The genus Cordylus (Sauria: Cordylidae) includes a wide variety of species of small to medium spiny lizards from Africa, collectively called girdle-tailed lizards or girdled lizards. All are diurnal and ovoviviparous (live-bearing, without shelled eggs). Most species are rupicolous (rock-dwelling), while a few species are arboreal or live in burrows. They defend themselves with osteoderms (flat bony plates in the skin) and by quickly retreating into rock crevices or burrows. Many species live in groups, and males defend territories.

Cordylids are generally listed under CITES Appendix II. They are not necessarily threatened with extinction, but trade is controlled to prevent overexploitation. Some species of Cordylus have limited ranges and may be threatened with habitat destruction or over collecting for the pet trade.

Classification
Broadley (2006) recognized 47 species in the genus Cordylus, including eight species originally placed in the genus Pseudocordylus (P. fasciatus, P. langi, P. melanotus, P. microlepidotus, P. nebulosus, P. spinosus, P. subviridis, and P. transvaalensis) and Hemicordylus capensis. The greatest diversity of cordylids is in South Africa, with a few species found in Angola and eastern Africa as far north as Ethiopia. Other members of the Cordylidae are the genera Chamaesaura (a group of legless lizards from southern and eastern Africa) and Platysaurus. The sister group of Cordylidae is the plated lizards, family Gerrhosauridae.

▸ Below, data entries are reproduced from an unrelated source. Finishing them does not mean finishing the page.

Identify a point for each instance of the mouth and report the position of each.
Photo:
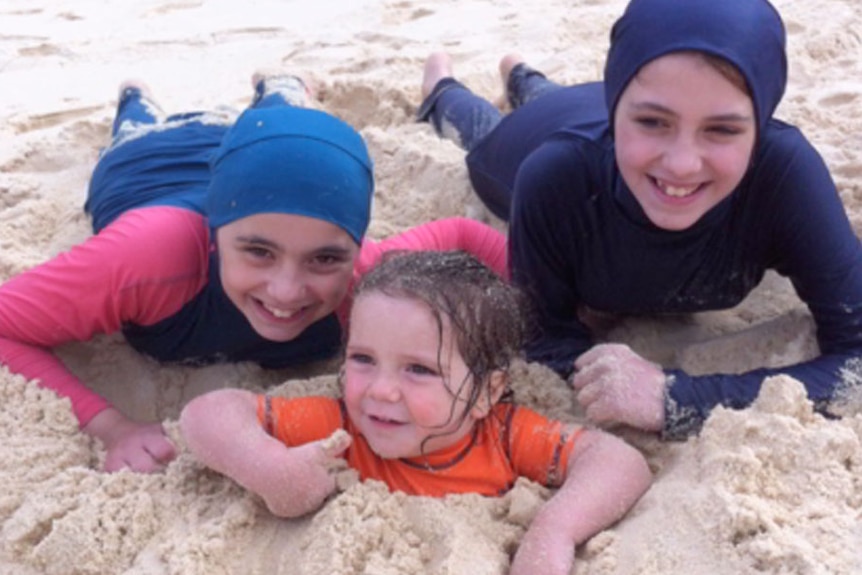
(283, 314)
(676, 191)
(385, 421)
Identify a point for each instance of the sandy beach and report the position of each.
(773, 489)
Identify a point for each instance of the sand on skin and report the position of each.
(772, 489)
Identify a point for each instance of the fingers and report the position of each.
(602, 351)
(336, 444)
(147, 451)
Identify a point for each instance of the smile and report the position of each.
(675, 191)
(281, 313)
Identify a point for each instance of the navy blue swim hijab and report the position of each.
(293, 161)
(747, 33)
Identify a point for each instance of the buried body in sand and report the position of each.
(775, 488)
(771, 489)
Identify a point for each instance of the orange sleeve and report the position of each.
(539, 447)
(299, 420)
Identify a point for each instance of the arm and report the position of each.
(484, 242)
(222, 430)
(812, 242)
(117, 276)
(605, 477)
(545, 242)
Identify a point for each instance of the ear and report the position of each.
(498, 380)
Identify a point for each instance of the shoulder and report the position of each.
(160, 237)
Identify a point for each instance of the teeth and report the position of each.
(677, 192)
(281, 314)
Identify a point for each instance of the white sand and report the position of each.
(772, 489)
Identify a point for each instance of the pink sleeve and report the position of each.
(481, 240)
(142, 268)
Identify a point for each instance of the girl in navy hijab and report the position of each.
(668, 188)
(215, 241)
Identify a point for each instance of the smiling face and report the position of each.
(403, 383)
(284, 272)
(684, 137)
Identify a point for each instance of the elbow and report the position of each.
(206, 419)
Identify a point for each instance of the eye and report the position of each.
(329, 261)
(423, 370)
(725, 130)
(360, 358)
(257, 252)
(651, 122)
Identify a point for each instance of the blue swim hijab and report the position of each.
(292, 160)
(747, 33)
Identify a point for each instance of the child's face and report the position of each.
(401, 381)
(684, 136)
(284, 272)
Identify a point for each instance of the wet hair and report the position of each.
(483, 311)
(728, 71)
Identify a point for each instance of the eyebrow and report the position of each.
(653, 107)
(331, 249)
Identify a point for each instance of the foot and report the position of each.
(507, 64)
(437, 66)
(134, 85)
(296, 90)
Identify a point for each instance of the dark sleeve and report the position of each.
(543, 242)
(815, 246)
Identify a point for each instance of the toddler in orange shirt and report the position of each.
(427, 409)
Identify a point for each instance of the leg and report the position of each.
(135, 107)
(522, 83)
(455, 112)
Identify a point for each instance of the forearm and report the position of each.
(222, 430)
(605, 478)
(690, 399)
(35, 363)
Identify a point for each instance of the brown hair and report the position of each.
(730, 72)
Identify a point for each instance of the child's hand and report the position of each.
(616, 385)
(308, 476)
(543, 551)
(130, 444)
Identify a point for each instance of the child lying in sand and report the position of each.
(427, 410)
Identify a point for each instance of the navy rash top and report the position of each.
(579, 238)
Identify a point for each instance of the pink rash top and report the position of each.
(143, 268)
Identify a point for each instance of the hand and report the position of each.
(617, 386)
(307, 476)
(544, 551)
(130, 444)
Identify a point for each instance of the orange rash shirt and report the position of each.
(511, 441)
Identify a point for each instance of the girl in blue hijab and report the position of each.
(214, 241)
(667, 188)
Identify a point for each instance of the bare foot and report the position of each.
(507, 63)
(437, 66)
(136, 84)
(297, 90)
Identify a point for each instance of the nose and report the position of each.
(287, 284)
(683, 157)
(384, 387)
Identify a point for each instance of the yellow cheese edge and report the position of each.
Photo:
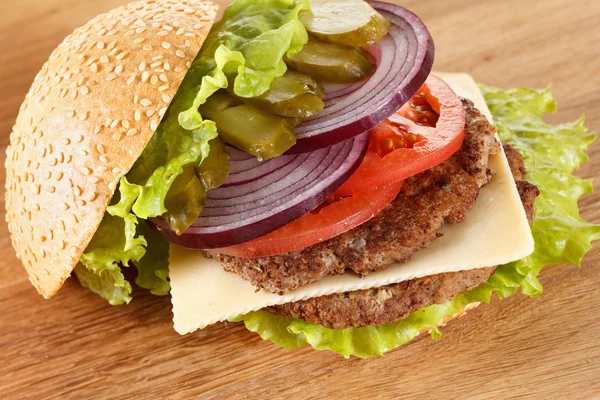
(495, 232)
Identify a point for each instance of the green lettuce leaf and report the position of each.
(113, 245)
(153, 267)
(246, 46)
(561, 236)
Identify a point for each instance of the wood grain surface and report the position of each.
(76, 346)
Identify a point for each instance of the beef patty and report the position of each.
(427, 200)
(393, 302)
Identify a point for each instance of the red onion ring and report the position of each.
(404, 60)
(259, 197)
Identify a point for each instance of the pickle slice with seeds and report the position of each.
(348, 22)
(330, 62)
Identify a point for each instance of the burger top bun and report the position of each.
(90, 112)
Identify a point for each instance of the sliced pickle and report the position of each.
(348, 22)
(293, 95)
(215, 168)
(254, 131)
(185, 200)
(331, 62)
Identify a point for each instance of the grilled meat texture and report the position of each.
(441, 194)
(394, 302)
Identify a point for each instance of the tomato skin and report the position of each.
(330, 221)
(422, 134)
(433, 145)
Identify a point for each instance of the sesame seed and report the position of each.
(92, 195)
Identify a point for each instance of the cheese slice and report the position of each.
(495, 232)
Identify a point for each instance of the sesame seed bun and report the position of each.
(90, 112)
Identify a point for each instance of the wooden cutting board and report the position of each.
(76, 346)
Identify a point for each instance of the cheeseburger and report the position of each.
(295, 165)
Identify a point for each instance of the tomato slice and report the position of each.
(329, 221)
(425, 132)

In 2011, a study based on the molecular phylogeny of the family suggested several species traditionally included in Cordylus should be moved to other genera: Hemicordylus (for capensis and nebulosus), Karusasaurus (for jordani and polyzonus), Namazonurus (for campbelli, lawrenci, namaquensis, peersi and pustulatus), Ninurta (for coeruleopunctatus), Ouroborus (for cataphractus) and Smaug (for breyeri, giganteus, mossambicus, regius, vandami and warreni). This classification is supported by the Reptile Database where 21 species remain in Cordylus.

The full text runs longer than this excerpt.